5. Ursula, the antagonist in The Little Mermaid, is based on a stereotypical drag-queen. Designed to be a larger woman, with an unnaturally deep voice, and too much make up, her blood red nails and bright blue eye shadow help her play the role.
4. Disney’s heavy involvement in WWII propaganda led to the well-known faces of Mickey Mouse, Donald Duck, and Goofy being plastered on the sides of bomber planes, as well as bombs. To make matters more interesting, Disney also produced several military films for both soldiers and the American public to boost morale and portray anti-German and anti-Japanese sentiments. See “Der Fuehrer’s Face” or “Education for Death-The Making of a Nazi”

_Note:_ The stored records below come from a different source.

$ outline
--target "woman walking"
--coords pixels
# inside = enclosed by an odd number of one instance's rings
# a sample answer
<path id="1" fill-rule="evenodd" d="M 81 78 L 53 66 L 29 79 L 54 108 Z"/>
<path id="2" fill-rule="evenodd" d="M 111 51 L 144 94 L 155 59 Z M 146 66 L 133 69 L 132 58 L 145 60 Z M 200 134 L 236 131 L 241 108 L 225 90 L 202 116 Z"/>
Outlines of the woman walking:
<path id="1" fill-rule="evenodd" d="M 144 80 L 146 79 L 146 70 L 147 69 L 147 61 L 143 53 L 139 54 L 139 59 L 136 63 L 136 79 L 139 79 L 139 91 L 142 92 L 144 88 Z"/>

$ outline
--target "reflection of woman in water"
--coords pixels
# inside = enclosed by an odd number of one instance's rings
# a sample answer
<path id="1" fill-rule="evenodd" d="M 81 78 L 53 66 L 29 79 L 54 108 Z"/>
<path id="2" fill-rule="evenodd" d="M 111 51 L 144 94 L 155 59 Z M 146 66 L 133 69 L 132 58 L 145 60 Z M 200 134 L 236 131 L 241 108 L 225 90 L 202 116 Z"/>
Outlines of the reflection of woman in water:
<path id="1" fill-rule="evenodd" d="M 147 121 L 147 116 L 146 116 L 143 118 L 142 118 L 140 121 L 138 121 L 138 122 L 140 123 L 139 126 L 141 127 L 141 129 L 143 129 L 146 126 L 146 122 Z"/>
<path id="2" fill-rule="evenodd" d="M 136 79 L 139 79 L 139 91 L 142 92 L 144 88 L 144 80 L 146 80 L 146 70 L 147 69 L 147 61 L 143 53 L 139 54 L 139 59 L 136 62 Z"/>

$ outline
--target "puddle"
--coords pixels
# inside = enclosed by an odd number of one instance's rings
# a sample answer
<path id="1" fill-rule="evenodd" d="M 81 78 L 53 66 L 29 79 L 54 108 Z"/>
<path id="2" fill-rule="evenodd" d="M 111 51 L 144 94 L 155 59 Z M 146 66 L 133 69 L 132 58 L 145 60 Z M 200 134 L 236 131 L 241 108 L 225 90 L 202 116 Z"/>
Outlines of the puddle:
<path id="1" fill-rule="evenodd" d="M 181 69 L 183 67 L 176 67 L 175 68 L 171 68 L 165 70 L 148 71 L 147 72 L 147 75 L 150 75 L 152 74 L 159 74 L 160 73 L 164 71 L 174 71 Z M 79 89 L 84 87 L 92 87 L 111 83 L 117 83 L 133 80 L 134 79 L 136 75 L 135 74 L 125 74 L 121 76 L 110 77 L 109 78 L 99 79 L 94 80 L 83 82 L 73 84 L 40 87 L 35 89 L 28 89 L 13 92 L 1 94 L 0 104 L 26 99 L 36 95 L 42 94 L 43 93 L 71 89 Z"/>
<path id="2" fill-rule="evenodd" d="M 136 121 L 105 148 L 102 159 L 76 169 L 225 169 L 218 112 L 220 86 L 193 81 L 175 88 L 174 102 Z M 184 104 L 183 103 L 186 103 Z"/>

3. The classic film Beauty and the Beast conveys the message that one should not judge another by appearance, rather by one’s inner virtue, beauty, and goodness. However, after researching the affect of the message of Beauty and the Beast on young girls, researchers found the message may actually be “stick by your man; your love can change him from an abusive husband into a prince!”
2. Little Red Riding Hood, originally titled “The Grandmothers Tale”, first featured the line “a slut is she who eats the flesh of her grandmother.” If that wasn’t enough to alter your opinion of Little Red, let me tell you how she escaped the Big Bad Wolf in the original story. Trapped in her grandmother’s house with the Big Bad Wolf, Little Red asked if she could go outside to use the bathroom. The Wolf agreed, but only on the condition that she would allow him to tie a rope around her leg so she couldn’t escape. Little Red took so long outside that eventually the Big Bad Wolf called out, “Are you dropping a load out there?!” Hearing no reply he ran outside to see Little Red’s rope tied to a tree with her nowhere in sight. So what did Beauty and the Beast teach us Big Bad Wolf? Don’t judge a book by it’s cover, the cunning Little Red was able to escape but in a bit more of a graphic way than I remembered.
1. Disney may partake in some occasional racism, which they spread to millions of children around the globe.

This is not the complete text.